Culture

High-tech nuns

The sisters of Poor Clares have an unlikely ally in their mission of prayer: a customized news reading device

Ross Parry Agency LTD

The Monastery of Poor Clares on Lawrence Street in York, England, is home to just over a dozen nuns.

Most are over the age of 80 and, having taken vows of poverty, chastity and enclosure, haven’t left the convent in 30 years but for doctors’ appointments. And yet their prayer must be “pertinent,” because practical prayer is part of their mandate to bring the world closer to God. So the nuns listen to the radio, surf the Internet and answer letters and emails from people requesting prayers. Now, they have another tool to keep their prayers up to date: Goldie, an electronic device that displays rolling headlines from 25 news sites, including the BBC, the New York Times and Reuters.

The nuns began their technological upgrade quite by chance, in the spring of 2007, when it emerged they shared a garden wall with a researcher on an academic project focused on developing technology for aging people. Mark Blythe invited them to collaborate, and they began figuring out what technological gadget might best complement their lives.

Two years later, the team revealed Goldie. “The content was selected to provide a broad and global view of events,” says Nadine Jarvis, team member and research assistant at Goldsmiths, University of London. The device also picks up “statements of feeling” posted by people on select social networking sites— “to provide a zeitgeist of people’s feelings,” says Jarvis. The team had to revisit the ratio of real news to social network “news,” because the latter can be banal (“I feel 34,” read one). But the “I feels” were kept partly because they provide comic relief: at one point during the study, Goldie had all the sisters laughing after a headline read: “I feel pretty, oh so pretty, I feel pretty and witty.”

When Goldie was unveiled, the sisters were amused to see that it resembled a tau cross—a T-shaped ancient symbol of Christ’s cross associated with Saint Francis, the other founding saint of the Poor Clares sisterhood. It’s placed at the bottom of a major staircase the nuns use when going to the refectory, the garden, or to say the Divine Office prayers.

After using the device for a year and a half, the nuns say Goldie has helped them advance their mandate of practical prayer. “A thought’s just come to me,” said the Mother Abbess in a taped discussion during the project. “It’s like putting salt on your dinner. You know, to enhance your dinner.”

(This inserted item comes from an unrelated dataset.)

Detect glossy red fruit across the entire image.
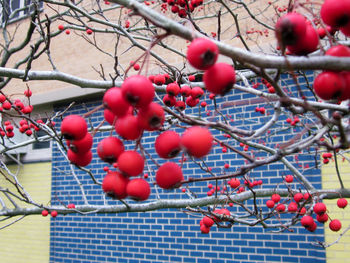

Goldie explores the potential benefits of transnational prayer. Last week, Candy Gunther Brown, associate professor in the department of religious studies at Indiana University, Bloomington, published an international study of the efficacy of prayer; it suggested that being physically close to prayer helps a person’s healing. “I was frankly surprised that we found people’s vision and hearing actually changed quite a bit through these practices,” says Brown, who measured improvements in people’s vision and hearing when they were close to praying. Asked about the healing powers of the nuns’ distant prayers, Brown says some could exist, though the evidence is inconclusive.

That’s the least of the sisters’ concerns. Reached on the eve of the Feast of St. Clare—“the foundress of the Order”—the nuns were “up to their eyeballs” with work. But their prayers, as always, continue along.